Test decoupling or test concentration: For marginal guarantees, the test point should behave approximately like an independent fresh draw:

\[\left| \mathbb P[\widehat s_{\mathrm{train}}(X_i,Y_i)\le q_{\mathrm{train}}] - \mathbb P[\widehat s_{\mathrm{train}}(X_*,Y_*)\le q_{\mathrm{train}}] \right| \le \epsilon_{\mathrm{train}}.\]

This is the paper’s replacement for exact exchangeability on the test side: even though data are dependent, the distribution of the test residual is close to that of a fresh point.

For empirical guarantees over the whole test block, one instead assumes concentration of the test empirical CDF around the same population target, with error $\epsilon_{\mathrm{test}}$ and failure probability $\delta_{\mathrm{test}}$. This gives a very useful mental model:
- $\epsilon$ terms measure how wrong the exchangeability heuristic is;
- $\delta$ terms measure how often the concentration event fails.

Marginal versus empirical guarantees

This distinction is one of the most important points in the paper.

Marginal coverage concerns a single test point: $\mathbb P\big[Y_i \in C_{1-\alpha}(X_i)\big].$ This is an average-probability statement over the randomness in the data-generating process. It says that if you sample one test example from the test regime, the prediction set covers with high probability.

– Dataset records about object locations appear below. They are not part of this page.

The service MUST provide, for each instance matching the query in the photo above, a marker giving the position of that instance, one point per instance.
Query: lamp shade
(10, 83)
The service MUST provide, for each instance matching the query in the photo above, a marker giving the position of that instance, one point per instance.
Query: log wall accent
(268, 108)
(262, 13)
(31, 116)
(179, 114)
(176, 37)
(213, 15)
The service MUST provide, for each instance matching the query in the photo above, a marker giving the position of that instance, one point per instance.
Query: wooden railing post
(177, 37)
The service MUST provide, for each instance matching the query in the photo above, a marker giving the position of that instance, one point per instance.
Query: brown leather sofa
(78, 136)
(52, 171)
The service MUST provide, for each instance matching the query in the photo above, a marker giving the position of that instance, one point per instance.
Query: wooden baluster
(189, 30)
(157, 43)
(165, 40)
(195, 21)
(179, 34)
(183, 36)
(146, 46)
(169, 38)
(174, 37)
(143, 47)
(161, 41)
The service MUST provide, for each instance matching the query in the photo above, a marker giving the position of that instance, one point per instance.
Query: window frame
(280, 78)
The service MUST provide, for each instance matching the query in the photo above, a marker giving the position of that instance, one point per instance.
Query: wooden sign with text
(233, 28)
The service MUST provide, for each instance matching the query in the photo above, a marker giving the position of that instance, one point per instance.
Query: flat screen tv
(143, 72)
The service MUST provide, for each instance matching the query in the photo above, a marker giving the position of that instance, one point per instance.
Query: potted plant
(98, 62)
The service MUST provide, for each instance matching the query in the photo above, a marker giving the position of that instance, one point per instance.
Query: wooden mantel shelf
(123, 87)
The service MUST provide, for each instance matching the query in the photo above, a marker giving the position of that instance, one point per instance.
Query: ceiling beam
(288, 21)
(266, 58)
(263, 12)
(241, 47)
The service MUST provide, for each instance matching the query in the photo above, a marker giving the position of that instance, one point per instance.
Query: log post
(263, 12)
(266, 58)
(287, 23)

Empirical coverage concerns the fraction of covered points in the realized test set: $\frac{1}{n_{\mathrm{test}}}\sum_{i\in I_{\mathrm{test}}} \mathbf 1\{Y_i \in C_{1-\alpha}(X_i)\}.$ This is stronger in a different sense: it controls the actual realized coverage rate over a block of test points, not just the average for one point. In dependent data, these are not the same because many positively correlated successes or failures can happen together.

The paper unifies them by showing how both degrade through explicit $\epsilon$ and $\delta$ corrections**.

Theorem 1: marginal coverage under non-exchangeability

Theorem 1 states that if the calibration concentration condition and the test decoupling condition hold, then for every test index $i$,

\[\mathbb P\big[Y_i \in C_{1-\alpha}(X_i)\big] \ge 1-\alpha-\epsilon_{\mathrm{cal}}-\delta_{\mathrm{cal}}-\epsilon_{\mathrm{train}}.\]

If the score distribution is conditionally continuous, then the deviation from the nominal level is bounded on both sides:

\[\left| \mathbb P\big[Y_i \in C_{1-\alpha}(X_i)\big] - (1-\alpha) \right| \le \epsilon_{\mathrm{cal}}+\delta_{\mathrm{cal}}+\epsilon_{\mathrm{train}}.\]

Interpretation: the classical split conformal proof is no longer exact, but it is approximately correct up to three penalties:

calibration estimation error $\epsilon_{\mathrm{cal}}$;
calibration failure probability $\delta_{\mathrm{cal}}$;
mismatch between the test point and an independent fresh point, $\epsilon_{\mathrm{train}}$.

Theorem 2: empirical coverage over the test block

Theorem 2 replaces the single-point decoupling assumption with concentration of the test empirical CDF. It shows that, with probability at least $1-\delta_{\mathrm{cal}}-\delta_{\mathrm{test}}$,

\[\frac{1}{n_{\mathrm{test}}}\sum_{i\in I_{\mathrm{test}}} \mathbf 1\{Y_i \in C_{1-\alpha}(X_i)\} \ge 1-\alpha-\eta, \qquad \eta = \epsilon_{\mathrm{cal}} + \epsilon_{\mathrm{test}}.\]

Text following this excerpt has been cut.